Document Type

Article

Publication Date

2012

Publication Citation

64 Alabama Law Review 91 (2012).

Abstract

This Article explores the significant role cost–benefit analysis (CBA) plays in facilitating or impeding legislative and regulatory policy decisions. The Article centers around three case studies of CBAs the EPA prepared under three different presidents: (1) Clinton Administration changes to Clean Air Act air quality standards for ozone and particulate matter; (2) President Obama’s recent decision to suspend the EPA’s reconsideration of the Bush Administration’s air quality standard for ozone; and (3) the George W. Bush Administration’s “Clear Skies” legislative initiative. The first two case studies demonstrate, between them, how well-constructed CBAs can facilitate social-welfare-enhancing and impede welfare-reducing rules, even in cases where explicit consideration of costs is legally prohibited. The third case study tells a more complex story of how CBAs can be manipulated either to promote welfare-reducing regulations or impede welfare-enhancing regulations.
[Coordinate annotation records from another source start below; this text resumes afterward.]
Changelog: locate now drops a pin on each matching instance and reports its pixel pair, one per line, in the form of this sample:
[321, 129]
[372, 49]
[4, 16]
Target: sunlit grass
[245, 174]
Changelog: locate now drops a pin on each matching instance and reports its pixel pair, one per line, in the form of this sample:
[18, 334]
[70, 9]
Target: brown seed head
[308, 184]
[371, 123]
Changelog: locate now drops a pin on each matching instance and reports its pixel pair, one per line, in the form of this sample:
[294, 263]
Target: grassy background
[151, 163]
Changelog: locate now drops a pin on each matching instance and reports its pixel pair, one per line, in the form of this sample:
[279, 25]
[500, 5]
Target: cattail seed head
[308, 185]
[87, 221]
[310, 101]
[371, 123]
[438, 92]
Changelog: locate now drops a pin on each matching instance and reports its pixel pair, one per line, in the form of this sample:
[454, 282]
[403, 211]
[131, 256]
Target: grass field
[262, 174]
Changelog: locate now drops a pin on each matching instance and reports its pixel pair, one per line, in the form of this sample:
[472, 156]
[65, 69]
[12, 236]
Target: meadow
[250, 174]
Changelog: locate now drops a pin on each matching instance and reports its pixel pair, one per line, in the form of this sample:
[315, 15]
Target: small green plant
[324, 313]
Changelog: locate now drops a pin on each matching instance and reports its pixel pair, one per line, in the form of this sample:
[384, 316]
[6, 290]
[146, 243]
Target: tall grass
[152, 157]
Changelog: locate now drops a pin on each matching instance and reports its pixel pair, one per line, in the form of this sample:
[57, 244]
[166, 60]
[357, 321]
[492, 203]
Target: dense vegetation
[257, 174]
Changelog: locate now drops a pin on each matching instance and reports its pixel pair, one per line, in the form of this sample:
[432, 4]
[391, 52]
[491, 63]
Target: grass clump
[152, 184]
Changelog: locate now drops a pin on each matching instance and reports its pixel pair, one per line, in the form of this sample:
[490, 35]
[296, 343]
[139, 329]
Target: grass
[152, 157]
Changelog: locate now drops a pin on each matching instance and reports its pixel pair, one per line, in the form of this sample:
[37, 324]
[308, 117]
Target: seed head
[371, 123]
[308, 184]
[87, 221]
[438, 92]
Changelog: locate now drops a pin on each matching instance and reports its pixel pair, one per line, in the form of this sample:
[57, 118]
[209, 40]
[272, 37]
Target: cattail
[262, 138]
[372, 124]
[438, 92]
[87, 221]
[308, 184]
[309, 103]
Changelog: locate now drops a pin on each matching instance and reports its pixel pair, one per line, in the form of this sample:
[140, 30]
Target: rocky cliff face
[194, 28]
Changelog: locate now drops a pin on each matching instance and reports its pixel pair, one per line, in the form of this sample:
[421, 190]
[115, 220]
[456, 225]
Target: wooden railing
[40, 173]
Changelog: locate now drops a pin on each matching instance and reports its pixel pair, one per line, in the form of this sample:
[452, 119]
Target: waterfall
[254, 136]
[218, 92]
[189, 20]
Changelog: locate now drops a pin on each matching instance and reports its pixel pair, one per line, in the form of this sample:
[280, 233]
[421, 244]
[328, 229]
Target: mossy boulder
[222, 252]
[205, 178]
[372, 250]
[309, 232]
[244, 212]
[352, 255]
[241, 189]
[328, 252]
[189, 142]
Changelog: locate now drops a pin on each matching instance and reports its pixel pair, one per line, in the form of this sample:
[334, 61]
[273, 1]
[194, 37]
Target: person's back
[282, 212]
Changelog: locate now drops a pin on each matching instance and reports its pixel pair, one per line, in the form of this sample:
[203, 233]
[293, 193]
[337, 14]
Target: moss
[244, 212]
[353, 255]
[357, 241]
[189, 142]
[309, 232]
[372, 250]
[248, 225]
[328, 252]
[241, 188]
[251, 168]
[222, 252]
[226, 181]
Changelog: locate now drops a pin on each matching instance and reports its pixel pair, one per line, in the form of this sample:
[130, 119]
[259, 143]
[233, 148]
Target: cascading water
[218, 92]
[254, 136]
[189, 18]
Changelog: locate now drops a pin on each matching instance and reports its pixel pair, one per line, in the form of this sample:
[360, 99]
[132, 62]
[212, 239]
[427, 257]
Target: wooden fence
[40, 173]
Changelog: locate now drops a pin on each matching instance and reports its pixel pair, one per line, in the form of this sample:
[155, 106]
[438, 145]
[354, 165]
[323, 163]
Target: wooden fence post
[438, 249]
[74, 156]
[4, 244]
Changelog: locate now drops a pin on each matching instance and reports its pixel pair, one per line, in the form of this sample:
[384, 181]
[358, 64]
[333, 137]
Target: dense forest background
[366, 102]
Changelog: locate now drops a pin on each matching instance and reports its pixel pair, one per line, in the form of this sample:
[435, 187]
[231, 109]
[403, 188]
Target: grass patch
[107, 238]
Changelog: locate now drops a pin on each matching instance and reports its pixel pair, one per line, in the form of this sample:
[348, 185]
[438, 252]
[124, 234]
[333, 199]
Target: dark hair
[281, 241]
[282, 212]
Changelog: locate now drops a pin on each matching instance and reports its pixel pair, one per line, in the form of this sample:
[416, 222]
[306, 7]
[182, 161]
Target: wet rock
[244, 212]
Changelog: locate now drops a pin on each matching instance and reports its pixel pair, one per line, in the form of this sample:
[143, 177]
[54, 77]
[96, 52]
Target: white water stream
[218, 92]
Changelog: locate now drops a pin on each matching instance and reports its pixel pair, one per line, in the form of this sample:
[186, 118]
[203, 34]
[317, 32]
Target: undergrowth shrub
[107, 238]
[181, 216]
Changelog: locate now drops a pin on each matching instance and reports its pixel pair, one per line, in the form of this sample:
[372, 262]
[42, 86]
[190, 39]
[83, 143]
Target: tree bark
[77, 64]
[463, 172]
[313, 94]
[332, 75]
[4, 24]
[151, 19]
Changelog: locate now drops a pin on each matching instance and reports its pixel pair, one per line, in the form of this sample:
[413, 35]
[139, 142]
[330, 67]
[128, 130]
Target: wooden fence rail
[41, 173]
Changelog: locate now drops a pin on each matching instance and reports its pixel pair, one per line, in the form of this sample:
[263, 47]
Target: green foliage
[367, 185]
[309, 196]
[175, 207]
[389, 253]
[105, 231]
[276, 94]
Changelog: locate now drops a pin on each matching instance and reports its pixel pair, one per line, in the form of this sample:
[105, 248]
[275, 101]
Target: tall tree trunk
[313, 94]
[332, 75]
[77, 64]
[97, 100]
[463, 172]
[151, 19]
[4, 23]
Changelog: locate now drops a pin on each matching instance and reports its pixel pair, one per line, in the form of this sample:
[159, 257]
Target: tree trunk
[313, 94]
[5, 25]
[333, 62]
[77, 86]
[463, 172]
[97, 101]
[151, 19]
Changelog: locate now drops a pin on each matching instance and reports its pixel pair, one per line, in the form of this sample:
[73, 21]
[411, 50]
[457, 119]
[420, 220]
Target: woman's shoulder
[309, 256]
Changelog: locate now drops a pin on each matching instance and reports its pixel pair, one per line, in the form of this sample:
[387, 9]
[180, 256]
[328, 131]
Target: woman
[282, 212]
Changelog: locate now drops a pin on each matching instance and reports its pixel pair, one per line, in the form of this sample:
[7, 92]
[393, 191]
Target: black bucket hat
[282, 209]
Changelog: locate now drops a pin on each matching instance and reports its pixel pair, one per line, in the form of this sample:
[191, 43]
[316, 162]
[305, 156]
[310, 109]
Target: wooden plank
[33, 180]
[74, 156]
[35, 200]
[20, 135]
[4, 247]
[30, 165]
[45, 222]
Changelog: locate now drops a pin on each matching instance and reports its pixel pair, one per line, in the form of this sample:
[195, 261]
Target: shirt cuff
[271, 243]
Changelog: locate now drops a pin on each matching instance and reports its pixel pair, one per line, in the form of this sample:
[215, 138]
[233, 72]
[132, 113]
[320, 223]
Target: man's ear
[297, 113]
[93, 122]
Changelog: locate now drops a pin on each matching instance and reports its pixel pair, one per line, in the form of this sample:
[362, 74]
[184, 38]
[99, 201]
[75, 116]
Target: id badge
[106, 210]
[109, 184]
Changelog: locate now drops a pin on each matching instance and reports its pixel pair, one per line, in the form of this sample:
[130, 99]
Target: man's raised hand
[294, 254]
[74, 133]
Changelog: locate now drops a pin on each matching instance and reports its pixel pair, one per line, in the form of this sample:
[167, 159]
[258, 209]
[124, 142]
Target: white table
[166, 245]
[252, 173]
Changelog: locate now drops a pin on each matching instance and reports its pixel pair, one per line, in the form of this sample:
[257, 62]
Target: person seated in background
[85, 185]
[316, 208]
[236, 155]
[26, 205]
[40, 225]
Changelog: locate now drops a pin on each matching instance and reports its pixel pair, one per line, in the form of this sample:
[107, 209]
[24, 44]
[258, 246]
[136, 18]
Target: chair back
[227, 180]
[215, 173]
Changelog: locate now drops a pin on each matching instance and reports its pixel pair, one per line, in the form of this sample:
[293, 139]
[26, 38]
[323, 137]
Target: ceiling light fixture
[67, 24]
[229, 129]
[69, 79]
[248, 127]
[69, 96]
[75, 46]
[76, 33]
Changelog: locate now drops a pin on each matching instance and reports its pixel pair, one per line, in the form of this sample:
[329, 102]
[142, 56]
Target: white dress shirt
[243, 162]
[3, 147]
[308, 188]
When that happens, however, the virtuous transparency of CBAs renders those efforts liable to discovery and disclosure, as in the case of the Bush Administration’s failed “Clear Skies” initiative. The Article concludes with an assessment of the implications of the case studies for our understanding of the role of CBA in political (both legislative and regulatory) processes, and with a call for more qualitative and quantitative empirical research on the use and abuse of CBA as a political tool.